À ce moment l’ombre portée de deux oreilles se profila sur le mur blanc.

« Allons, bon ! voici les deux autres : Samson et son inséparable. Chut ne le quitte jamais ; et, dame ! on s’aimerait à moins, Samson lui ayant sauvé la vie. Un jour j’étais allé au Communal avec l’âne et suivi du chien pour rapporter un faix de litière. Tout affectionné à couper mes buis, j’entends soudain dans un creux des aboiements épouvantables. Il faisait petit jour, heure où les blaireaux rentrent au terrier, et le chien venait d’en surprendre un qui était de taille. Se roulant en boule, le blaireau avait fini par saisir le chien à la gorge ; or, le blaireau a la dent cruelle et ne lâche plus quand il tient. Que faire ? J’avais bien mon fusil, pris avec l’espoir de rencontrer un lièvre, mais je n’y voyais pas très clair et, en tirant, je risquais de tuer Chut… Qui ne vous a pas dit que l’âne eût plus de courage que moi ? Pendant que je perdais mon temps à calculer, lui, à force de se secouer, venait à bout d’arracher sa longe ; il arrivait droit sur le blaireau, lui cassait net l’échine d’un coup de mâchoire, et puis l’achevait, piétinant et montrant les dents comme s’il avait eu envie de rire… Depuis cette affaire, Chut est grand ami de Samson, et Samson n’a pas de plus grand bonheur que lorsque je lui permets de coucher près de Chut, sur la paille de l’écurie. »

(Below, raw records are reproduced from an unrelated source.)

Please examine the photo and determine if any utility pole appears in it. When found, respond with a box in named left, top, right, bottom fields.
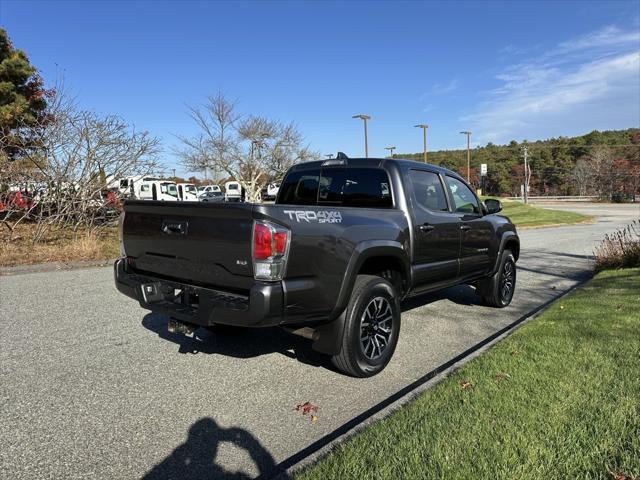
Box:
left=351, top=113, right=371, bottom=158
left=460, top=131, right=471, bottom=183
left=522, top=146, right=529, bottom=203
left=384, top=147, right=396, bottom=158
left=414, top=123, right=429, bottom=163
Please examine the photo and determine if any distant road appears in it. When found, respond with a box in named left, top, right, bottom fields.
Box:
left=0, top=203, right=640, bottom=480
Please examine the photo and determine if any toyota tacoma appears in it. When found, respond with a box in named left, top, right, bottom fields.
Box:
left=114, top=155, right=520, bottom=377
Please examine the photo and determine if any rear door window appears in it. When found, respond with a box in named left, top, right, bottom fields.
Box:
left=318, top=168, right=393, bottom=208
left=277, top=169, right=320, bottom=205
left=409, top=170, right=449, bottom=212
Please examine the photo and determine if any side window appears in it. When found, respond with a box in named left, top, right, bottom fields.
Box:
left=318, top=167, right=393, bottom=208
left=447, top=175, right=480, bottom=214
left=409, top=170, right=448, bottom=212
left=277, top=170, right=320, bottom=205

Samson et Chut écoutaient, ayant l’air de certifier l’histoire, tandis que le canard, se dodelinant entre nos jambes, poussait de petits coin-coin approbatifs.

« Que voulez-vous, conclut le vieux Mïus, tous les gens de mon temps sont morts, il n’y a plus que mes bêtes qui m’aiment… »

Nous bûmes un dernier coup là-dessus, à la santé de la source. Le soleil venait de disparaître derrière la montagne, brusquement. Vers les lointains assombris commençait le chœur vespéral des rainettes. Il n’était que temps de partir. Le vieux Mïus m’accompagna, suivi de son canard, jusqu’à la limite du champ.

Et, songeant aux tracas sans but que nous crée la vie parisienne, seul sur le chemin, dans la mélancolie de la nuit tombante, je me pris à envier cet homme heureux.